Les constats qu'ils tirent de leurs expériences, au parquet ou en tant que juge d'instruction, sont globalement les mêmes. La société corse a une vraie soif de justice, mais elle se défie de l'institution judiciaire. Les coups de main informels, les compromissions, les décisions illégales des décideurs politiques (notamment en matière d'urbanisme), concourent au sentiment que tout se règle en coulisse. Jusqu'à très récemment, et la mise en place de dispositifs pour les repentis, personne ne parle. le silence est la règle et la criminalité organisée s'est installée et perdure sur ce terreau.
Les premiers intervenants insistent sur la porosité entre organisations nationalistes concurrentes et criminalité organisée. Les oppositions entre les différents mouvements conduisent à des règlements de compte, liées manifestement au contrôle d'activités crapuleuses.
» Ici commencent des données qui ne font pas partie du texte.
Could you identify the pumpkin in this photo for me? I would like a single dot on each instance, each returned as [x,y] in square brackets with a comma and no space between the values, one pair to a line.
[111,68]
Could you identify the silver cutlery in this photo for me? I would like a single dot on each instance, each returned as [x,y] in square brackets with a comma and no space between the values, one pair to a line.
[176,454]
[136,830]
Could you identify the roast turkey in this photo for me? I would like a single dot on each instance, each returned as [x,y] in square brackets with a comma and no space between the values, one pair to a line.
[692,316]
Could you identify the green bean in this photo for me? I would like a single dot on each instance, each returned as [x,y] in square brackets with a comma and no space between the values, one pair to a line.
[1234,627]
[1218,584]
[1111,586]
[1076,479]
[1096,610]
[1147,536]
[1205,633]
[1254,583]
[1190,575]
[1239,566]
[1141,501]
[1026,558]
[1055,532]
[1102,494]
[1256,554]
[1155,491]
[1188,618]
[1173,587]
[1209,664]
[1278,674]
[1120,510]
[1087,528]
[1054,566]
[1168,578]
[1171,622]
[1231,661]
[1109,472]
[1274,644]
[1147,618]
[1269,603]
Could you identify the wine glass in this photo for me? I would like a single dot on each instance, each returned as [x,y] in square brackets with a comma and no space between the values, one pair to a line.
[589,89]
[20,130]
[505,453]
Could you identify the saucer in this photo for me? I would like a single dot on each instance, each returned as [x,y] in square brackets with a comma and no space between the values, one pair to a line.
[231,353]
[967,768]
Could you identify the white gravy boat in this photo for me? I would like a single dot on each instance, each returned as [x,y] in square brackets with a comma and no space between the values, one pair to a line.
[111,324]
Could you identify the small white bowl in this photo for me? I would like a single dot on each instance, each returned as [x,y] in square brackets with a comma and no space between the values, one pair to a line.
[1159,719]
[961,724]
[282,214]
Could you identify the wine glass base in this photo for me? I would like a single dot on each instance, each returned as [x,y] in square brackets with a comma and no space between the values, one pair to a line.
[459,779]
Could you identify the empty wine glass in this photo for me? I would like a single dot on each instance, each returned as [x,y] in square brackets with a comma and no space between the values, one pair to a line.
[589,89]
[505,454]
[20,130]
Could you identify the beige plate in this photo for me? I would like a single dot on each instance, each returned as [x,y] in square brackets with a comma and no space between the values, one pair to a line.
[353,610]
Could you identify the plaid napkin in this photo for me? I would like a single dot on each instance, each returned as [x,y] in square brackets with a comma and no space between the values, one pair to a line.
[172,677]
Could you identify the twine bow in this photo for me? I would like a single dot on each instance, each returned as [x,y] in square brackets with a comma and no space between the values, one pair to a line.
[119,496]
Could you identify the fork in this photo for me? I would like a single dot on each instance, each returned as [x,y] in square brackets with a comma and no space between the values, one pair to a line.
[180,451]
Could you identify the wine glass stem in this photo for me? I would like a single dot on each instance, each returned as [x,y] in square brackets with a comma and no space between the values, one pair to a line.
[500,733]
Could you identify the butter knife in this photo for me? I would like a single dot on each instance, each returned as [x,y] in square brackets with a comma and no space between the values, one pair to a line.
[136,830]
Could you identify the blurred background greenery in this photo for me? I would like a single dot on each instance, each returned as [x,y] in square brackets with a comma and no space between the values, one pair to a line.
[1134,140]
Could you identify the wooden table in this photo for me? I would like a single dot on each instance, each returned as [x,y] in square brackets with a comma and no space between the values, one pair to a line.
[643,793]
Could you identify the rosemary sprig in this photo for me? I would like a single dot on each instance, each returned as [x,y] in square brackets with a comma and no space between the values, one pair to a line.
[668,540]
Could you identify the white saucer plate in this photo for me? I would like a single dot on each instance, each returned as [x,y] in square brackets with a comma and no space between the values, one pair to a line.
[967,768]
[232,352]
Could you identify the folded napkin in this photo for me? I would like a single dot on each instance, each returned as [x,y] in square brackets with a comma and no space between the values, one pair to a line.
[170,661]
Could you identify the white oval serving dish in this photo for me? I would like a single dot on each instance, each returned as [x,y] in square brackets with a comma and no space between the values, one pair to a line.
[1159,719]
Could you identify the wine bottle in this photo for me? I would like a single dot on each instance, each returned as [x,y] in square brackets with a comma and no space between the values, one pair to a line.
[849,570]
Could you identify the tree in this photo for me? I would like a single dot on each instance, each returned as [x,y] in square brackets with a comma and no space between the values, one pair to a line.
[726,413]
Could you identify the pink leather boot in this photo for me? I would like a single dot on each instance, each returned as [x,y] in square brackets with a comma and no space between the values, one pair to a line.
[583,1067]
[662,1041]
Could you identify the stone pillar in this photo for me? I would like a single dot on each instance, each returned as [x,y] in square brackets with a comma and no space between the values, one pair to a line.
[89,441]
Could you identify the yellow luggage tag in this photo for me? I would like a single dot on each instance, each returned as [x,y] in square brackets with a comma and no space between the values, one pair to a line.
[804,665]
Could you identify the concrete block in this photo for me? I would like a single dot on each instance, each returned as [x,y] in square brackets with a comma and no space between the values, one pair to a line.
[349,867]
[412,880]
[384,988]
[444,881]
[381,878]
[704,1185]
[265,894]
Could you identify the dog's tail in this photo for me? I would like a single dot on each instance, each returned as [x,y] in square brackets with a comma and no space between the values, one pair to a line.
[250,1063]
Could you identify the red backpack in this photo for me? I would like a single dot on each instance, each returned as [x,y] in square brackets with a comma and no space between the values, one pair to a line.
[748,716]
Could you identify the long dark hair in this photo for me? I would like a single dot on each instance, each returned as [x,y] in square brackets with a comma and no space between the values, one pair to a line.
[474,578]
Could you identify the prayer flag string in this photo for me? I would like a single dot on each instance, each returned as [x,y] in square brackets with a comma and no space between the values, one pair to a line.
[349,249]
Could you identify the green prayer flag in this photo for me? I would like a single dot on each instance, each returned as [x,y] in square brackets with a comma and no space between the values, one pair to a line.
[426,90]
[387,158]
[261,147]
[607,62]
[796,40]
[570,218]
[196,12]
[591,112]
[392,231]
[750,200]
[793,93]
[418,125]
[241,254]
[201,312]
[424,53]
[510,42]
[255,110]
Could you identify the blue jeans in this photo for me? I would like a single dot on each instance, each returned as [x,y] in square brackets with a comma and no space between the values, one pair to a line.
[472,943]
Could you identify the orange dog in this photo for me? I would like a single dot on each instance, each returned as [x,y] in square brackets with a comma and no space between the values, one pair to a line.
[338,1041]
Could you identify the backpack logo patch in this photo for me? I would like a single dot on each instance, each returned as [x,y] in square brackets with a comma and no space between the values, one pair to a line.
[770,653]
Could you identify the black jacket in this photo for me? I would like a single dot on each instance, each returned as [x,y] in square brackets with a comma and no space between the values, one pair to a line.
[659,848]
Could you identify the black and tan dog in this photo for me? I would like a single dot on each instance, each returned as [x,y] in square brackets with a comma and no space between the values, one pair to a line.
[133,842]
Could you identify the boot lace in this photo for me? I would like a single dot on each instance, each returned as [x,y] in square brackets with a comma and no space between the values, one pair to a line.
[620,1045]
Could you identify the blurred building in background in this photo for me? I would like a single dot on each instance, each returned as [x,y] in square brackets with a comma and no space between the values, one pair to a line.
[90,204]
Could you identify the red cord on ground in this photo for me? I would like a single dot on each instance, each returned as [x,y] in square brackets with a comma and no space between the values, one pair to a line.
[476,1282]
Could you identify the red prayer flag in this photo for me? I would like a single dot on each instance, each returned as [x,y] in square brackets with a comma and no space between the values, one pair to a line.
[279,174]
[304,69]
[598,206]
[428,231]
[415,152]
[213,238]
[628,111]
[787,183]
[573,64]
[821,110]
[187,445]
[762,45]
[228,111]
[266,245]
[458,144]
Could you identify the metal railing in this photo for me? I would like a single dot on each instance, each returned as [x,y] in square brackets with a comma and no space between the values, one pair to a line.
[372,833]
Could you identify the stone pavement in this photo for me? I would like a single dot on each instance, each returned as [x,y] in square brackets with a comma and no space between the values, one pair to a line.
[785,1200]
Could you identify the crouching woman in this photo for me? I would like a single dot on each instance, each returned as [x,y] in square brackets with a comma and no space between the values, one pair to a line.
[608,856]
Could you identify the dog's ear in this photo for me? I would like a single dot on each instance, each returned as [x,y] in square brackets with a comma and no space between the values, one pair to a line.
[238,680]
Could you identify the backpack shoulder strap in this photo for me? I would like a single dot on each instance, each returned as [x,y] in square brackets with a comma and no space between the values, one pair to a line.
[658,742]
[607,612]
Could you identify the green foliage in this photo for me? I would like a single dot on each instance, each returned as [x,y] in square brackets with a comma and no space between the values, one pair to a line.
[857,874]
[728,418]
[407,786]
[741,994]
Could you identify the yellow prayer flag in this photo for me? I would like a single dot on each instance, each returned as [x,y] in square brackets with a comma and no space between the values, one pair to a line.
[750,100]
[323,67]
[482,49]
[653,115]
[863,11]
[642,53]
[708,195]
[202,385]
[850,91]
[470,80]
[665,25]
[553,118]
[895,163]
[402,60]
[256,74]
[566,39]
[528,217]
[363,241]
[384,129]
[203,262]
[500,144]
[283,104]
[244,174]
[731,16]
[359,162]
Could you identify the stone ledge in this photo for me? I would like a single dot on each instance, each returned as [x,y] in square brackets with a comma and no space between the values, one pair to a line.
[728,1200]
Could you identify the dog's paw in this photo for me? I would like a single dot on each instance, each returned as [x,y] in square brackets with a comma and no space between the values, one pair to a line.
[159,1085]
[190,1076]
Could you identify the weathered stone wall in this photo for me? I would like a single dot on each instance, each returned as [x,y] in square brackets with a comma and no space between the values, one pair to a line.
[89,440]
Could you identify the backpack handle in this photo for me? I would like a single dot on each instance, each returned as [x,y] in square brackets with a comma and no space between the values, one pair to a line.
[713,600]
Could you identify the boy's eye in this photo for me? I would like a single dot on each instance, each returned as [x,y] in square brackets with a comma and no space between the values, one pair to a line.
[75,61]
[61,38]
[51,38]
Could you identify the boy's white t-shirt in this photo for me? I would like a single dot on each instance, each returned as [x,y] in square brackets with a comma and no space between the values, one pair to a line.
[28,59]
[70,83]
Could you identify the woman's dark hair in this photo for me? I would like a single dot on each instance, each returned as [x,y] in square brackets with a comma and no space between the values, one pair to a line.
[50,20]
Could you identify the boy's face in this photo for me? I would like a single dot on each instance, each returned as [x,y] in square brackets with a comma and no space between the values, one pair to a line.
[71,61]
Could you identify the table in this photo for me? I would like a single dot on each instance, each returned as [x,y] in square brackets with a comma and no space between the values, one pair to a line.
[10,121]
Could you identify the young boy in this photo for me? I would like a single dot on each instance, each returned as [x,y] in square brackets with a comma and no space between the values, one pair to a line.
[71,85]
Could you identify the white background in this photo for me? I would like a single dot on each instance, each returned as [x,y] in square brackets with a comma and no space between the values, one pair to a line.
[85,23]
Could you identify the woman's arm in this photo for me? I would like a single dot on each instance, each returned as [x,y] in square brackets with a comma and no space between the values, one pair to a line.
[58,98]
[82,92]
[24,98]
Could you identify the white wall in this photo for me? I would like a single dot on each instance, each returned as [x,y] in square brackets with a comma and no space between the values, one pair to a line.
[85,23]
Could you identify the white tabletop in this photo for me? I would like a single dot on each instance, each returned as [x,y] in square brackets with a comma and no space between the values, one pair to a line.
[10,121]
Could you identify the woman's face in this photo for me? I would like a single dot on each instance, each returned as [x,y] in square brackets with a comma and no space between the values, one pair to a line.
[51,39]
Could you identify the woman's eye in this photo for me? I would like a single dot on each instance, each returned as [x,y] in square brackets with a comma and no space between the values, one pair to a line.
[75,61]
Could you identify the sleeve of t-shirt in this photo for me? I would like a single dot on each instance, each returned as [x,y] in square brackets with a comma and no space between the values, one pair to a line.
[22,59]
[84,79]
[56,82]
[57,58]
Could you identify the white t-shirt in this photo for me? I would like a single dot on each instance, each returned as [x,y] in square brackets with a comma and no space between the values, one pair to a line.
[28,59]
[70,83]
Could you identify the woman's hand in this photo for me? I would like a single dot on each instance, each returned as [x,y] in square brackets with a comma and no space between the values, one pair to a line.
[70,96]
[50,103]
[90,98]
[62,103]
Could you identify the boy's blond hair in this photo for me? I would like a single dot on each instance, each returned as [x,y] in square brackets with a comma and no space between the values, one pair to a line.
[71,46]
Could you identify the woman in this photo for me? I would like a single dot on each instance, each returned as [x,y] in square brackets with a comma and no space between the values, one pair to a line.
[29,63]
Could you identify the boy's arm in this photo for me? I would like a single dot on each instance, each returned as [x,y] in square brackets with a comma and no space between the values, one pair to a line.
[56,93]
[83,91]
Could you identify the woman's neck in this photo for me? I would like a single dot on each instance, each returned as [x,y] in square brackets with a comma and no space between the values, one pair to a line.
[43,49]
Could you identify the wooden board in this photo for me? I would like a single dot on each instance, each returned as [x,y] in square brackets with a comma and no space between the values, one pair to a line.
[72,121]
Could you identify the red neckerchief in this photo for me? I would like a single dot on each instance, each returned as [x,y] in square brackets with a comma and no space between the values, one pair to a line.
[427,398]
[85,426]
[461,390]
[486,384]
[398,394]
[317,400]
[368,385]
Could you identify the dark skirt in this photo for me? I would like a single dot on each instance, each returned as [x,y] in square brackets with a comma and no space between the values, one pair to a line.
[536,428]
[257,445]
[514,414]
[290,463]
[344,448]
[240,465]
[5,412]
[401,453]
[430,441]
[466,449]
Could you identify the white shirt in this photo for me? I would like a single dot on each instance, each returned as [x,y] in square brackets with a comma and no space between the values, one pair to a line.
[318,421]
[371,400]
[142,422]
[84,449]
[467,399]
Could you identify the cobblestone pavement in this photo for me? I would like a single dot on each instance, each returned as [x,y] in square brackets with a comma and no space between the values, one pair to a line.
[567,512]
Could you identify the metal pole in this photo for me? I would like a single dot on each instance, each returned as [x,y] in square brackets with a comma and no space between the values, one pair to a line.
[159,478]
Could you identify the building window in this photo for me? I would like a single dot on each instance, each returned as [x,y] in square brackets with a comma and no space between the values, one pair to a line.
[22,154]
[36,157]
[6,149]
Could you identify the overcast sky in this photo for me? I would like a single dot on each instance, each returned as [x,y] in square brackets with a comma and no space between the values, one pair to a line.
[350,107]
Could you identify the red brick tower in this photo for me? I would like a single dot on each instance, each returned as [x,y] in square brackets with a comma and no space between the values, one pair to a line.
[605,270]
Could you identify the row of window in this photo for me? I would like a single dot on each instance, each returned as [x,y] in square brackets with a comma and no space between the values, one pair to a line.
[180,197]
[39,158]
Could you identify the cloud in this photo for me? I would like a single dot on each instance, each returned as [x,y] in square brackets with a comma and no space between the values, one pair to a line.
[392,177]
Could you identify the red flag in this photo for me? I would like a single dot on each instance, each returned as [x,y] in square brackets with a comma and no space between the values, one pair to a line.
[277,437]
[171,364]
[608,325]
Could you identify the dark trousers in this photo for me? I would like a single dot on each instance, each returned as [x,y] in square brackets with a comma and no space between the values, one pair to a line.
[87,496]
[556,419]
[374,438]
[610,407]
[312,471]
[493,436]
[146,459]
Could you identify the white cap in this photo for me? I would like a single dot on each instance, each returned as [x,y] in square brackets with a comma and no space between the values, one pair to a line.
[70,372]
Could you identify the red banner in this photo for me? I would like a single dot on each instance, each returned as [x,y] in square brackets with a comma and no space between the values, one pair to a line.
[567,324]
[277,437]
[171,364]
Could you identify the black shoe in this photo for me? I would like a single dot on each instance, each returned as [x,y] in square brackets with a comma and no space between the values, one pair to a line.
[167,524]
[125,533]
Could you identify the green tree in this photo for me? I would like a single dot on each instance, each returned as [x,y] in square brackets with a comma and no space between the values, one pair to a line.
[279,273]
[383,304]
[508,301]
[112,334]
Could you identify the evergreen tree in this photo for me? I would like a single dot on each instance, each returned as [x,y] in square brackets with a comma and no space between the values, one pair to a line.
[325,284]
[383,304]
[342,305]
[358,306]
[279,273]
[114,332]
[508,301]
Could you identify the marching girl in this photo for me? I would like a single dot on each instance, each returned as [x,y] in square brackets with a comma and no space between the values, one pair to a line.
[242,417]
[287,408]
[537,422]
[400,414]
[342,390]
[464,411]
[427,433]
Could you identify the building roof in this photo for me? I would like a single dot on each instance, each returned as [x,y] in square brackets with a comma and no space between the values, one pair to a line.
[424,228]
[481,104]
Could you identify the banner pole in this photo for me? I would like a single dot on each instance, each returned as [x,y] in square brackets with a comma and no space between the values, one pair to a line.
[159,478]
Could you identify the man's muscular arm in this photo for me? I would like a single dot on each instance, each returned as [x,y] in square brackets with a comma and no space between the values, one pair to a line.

L'État semble avoir été obnubilé dans les années 90 par la chasse au terrorisme, négligeant le travail de fond sur les activités criminelles, qui se déroulent autant si ce n'est plus sur le continent qu'en Corse. le sommet de cette période est atteint en 1998 avec l'assassinat du préfet Erignac.
Quand, faute de moyens pour traiter l'ensemble des problèmes, la justice a pu s'intéresser dans le détail à l'action de groupes organisés comme la Brise de mer, il était trop tard. Malgré l'amélioration de la connaissance des activités criminelles menées en Corse grâce à de nouvelles formes d'organisation judiciaire avec notamment la création des Juridictions Inter-Régionales Spécialisées (JIRS), notamment celle de Marseille, la Corse subit une emprise mafieuse. La Corse ne compte que 300 000 habitants, mais il y a là-bas chaque année plus d'homicides qu'à Marseille.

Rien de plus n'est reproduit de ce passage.